Patients who are too unstable to turn

Specialties MICU

Published

Does anyone have any suggestions for preventing skin breakdown on a patient that is too unstable to turn? I was moving his arms and legs and tilting the bed hourly at least. And of course, he pooped 3x...of all the patients that you don't want pooping...so he did get turned two times on my shift. When we turned him for his chest xray I was amazed that there wasn't any breakdown yet (after 2 days of laying totally flat) but I'm wondering if you guys have any other suggestions. Logistically, we were not able to get him on a specialized mattress either.

Caroline

Specializes in ICU.

we hope that patient is on a specialty rotation bed, if not, I am the nurse who choses life over bedsores. Other nurses chose turning their patients because they don't want to look like they didn't do anything on their shift. Screw that. You know how many patients code and die during am or pm care? Or during turning. if they are too unstable at the time, I don't turn them.

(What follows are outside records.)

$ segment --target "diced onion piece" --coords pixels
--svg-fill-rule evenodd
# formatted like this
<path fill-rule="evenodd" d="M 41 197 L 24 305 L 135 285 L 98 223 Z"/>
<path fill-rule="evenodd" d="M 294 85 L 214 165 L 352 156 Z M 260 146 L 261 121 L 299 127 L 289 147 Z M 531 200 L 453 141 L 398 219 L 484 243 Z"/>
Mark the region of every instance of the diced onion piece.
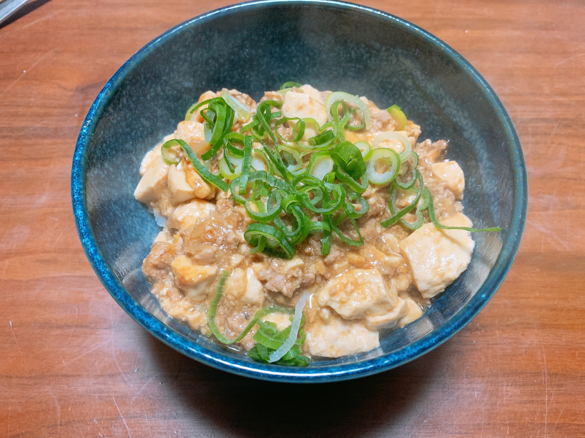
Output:
<path fill-rule="evenodd" d="M 309 300 L 309 294 L 305 292 L 301 298 L 298 299 L 297 305 L 294 308 L 294 317 L 292 318 L 292 324 L 291 325 L 291 332 L 284 341 L 284 343 L 281 345 L 277 350 L 273 351 L 269 356 L 268 361 L 270 363 L 276 362 L 278 359 L 282 358 L 289 350 L 294 345 L 297 340 L 297 336 L 298 335 L 298 329 L 301 327 L 301 318 L 302 317 L 302 310 L 305 307 Z"/>
<path fill-rule="evenodd" d="M 336 100 L 345 100 L 345 102 L 355 105 L 360 109 L 364 117 L 364 123 L 366 124 L 366 129 L 370 129 L 370 110 L 357 96 L 344 93 L 342 91 L 336 91 L 331 93 L 325 99 L 325 109 L 327 110 L 327 116 L 330 121 L 333 121 L 333 116 L 331 115 L 331 105 Z"/>
<path fill-rule="evenodd" d="M 404 150 L 398 153 L 398 155 L 400 157 L 400 162 L 404 163 L 408 158 L 410 158 L 412 154 L 412 147 L 410 145 L 410 142 L 408 139 L 404 137 L 401 134 L 398 134 L 397 132 L 387 132 L 387 133 L 381 133 L 376 136 L 376 138 L 374 139 L 374 143 L 372 145 L 374 148 L 376 148 L 380 142 L 384 141 L 385 140 L 400 140 L 400 142 L 402 144 L 404 147 Z"/>
<path fill-rule="evenodd" d="M 333 171 L 333 166 L 335 163 L 328 154 L 318 155 L 318 153 L 313 154 L 311 157 L 311 161 L 307 169 L 309 171 L 309 175 L 322 181 L 325 175 Z"/>
<path fill-rule="evenodd" d="M 362 157 L 363 158 L 364 161 L 367 161 L 368 158 L 371 157 L 371 146 L 365 140 L 356 141 L 355 144 L 362 151 Z"/>
<path fill-rule="evenodd" d="M 283 152 L 290 154 L 291 158 L 294 160 L 294 164 L 291 163 L 288 160 L 284 161 L 284 165 L 287 166 L 287 169 L 288 169 L 289 172 L 295 172 L 302 167 L 302 158 L 301 157 L 301 154 L 298 153 L 298 151 L 296 149 L 294 149 L 289 146 L 280 146 L 278 148 L 278 150 L 281 154 Z M 282 156 L 281 156 L 281 158 L 282 158 Z"/>
<path fill-rule="evenodd" d="M 376 168 L 378 161 L 381 161 L 381 164 L 386 165 L 388 169 L 381 173 L 377 172 Z M 366 163 L 366 173 L 373 184 L 387 184 L 396 178 L 400 168 L 400 157 L 395 150 L 378 148 L 372 151 L 371 157 Z"/>
<path fill-rule="evenodd" d="M 235 98 L 232 97 L 227 92 L 223 92 L 221 93 L 221 96 L 223 98 L 223 100 L 225 100 L 226 103 L 231 106 L 232 109 L 236 112 L 236 114 L 244 120 L 247 120 L 252 115 L 250 110 L 246 108 L 243 103 Z"/>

And when i do, I get a bunch of people to do it fast.

We had a patient who would go asystole anytime we turned him. he had ALS. He was having a particularly bad day with that on the previous shift. So when he was more on the unstable side, I just didn't turn him.

Specializes in NICU, PICU, PCVICU and peds oncology.

We've got one on the unit right now. Downright scary, I'll tell you! We can't let this one even cough or we've got no BP.